Quelle est la responsabilité du conducteur ?
Quand un piéton est renversé par une voiture, la question de la responsabilité du conducteur du véhicule se pose immédiatement. Le conducteur a toujours l’obligation de garder la maîtrise de son véhicule, quelles que soient les circonstances de l’accident.
En cas de délit de fuite, la sanction pour avoir renversé un piéton est particulièrement lourde. L’automobiliste encourt une amende pouvant atteindre 30 000 € et une peine de prison allant jusqu’à 2 ans. Si l’accident a été provoqué sous l’emprise de l’alcool ou de stupéfiants, des poursuites pénales pourront aussi être engagées, et le contrat d’assurance auto peut prévoir une garantie protection juridique pour accompagner le conducteur dans sa défense.
Bon à savoir
Le délit de fuite est un délit pénal, pas une simple infraction. Quitter les lieux sans s’identifier expose le conducteur à des poursuites lourdes, même si les blessures semblent légères.
Comment la loi détermine-t-elle la faute ?
La loi du 5 juillet 1985, dite loi Badinter, encadre la responsabilité dans les accidents de la circulation impliquant un véhicule terrestre à moteur. Le piéton y est considéré comme un usager vulnérable de la voie publique et bénéficie d’une protection renforcée.
Pour déterminer la faute, les forces de l’ordre dressent un procès verbal. Ce document, complété par le constat amiable, sert de base pour établir la responsabilité de chaque partie. La Cour de cassation a défini la faute inexcusable du piéton (2e civ., 20 juillet 1987) comme une faute volontaire d’une exceptionnelle gravité, sans raison valable, cause exclusive de l’accident. Traverser hors du passage piéton ne suffit jamais à dégager le conducteur de sa responsabilité.
Bon à savoir
“J’ai traversé au rouge, donc je n’ai droit à rien” est une légende urbaine. Seul un comportement volontaire d’une exceptionnelle gravité, prouvé comme cause exclusive de l’accident, peut priver le piéton de son indemnisation.
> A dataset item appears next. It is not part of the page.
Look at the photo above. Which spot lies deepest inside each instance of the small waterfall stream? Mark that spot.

Quelles sont les obligations de l’assureur ?
L’assureur du véhicule impliqué doit adresser un questionnaire Badinter à la victime piétonne dans les 6 semaines suivant l’accident. Ce document déclenche officiellement le processus d’indemnisation. Il doit ensuite verser une provision financière suffisante dans les 8 mois suivant le sinistre.
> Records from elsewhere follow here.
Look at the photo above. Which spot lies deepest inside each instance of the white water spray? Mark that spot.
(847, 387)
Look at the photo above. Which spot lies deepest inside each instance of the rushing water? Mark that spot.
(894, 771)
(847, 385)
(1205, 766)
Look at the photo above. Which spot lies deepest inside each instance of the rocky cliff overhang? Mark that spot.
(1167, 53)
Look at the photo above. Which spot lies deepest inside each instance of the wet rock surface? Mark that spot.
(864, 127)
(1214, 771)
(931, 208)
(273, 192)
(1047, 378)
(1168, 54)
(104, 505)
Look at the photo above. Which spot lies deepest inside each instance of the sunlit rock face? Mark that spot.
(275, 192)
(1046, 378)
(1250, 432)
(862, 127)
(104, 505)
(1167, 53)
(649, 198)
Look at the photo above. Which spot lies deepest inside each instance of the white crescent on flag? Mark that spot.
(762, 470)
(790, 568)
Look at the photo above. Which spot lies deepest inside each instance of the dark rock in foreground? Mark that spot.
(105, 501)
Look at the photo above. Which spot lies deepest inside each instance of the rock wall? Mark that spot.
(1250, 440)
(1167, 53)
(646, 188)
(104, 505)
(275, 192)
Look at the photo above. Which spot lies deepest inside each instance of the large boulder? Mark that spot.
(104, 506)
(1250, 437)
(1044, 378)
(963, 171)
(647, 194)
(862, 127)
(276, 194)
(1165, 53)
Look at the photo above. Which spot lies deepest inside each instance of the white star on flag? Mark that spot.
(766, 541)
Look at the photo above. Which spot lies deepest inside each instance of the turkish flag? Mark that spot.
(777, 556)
Les réflexes à avoir juste après l’accident
- Appeler les secours (pompiers, SAMU) si quelqu’un est blessé
- Contacter les forces de l’ordre (même sans blessure apparente)
- Remplir un constat amiable sur place avec l’autre partie
- Photographier les lieux, les dégâts et les blessures visibles
- Relever les coordonnées des témoins présents
- Consulter un médecin et obtenir un certificat médical initial (CMI)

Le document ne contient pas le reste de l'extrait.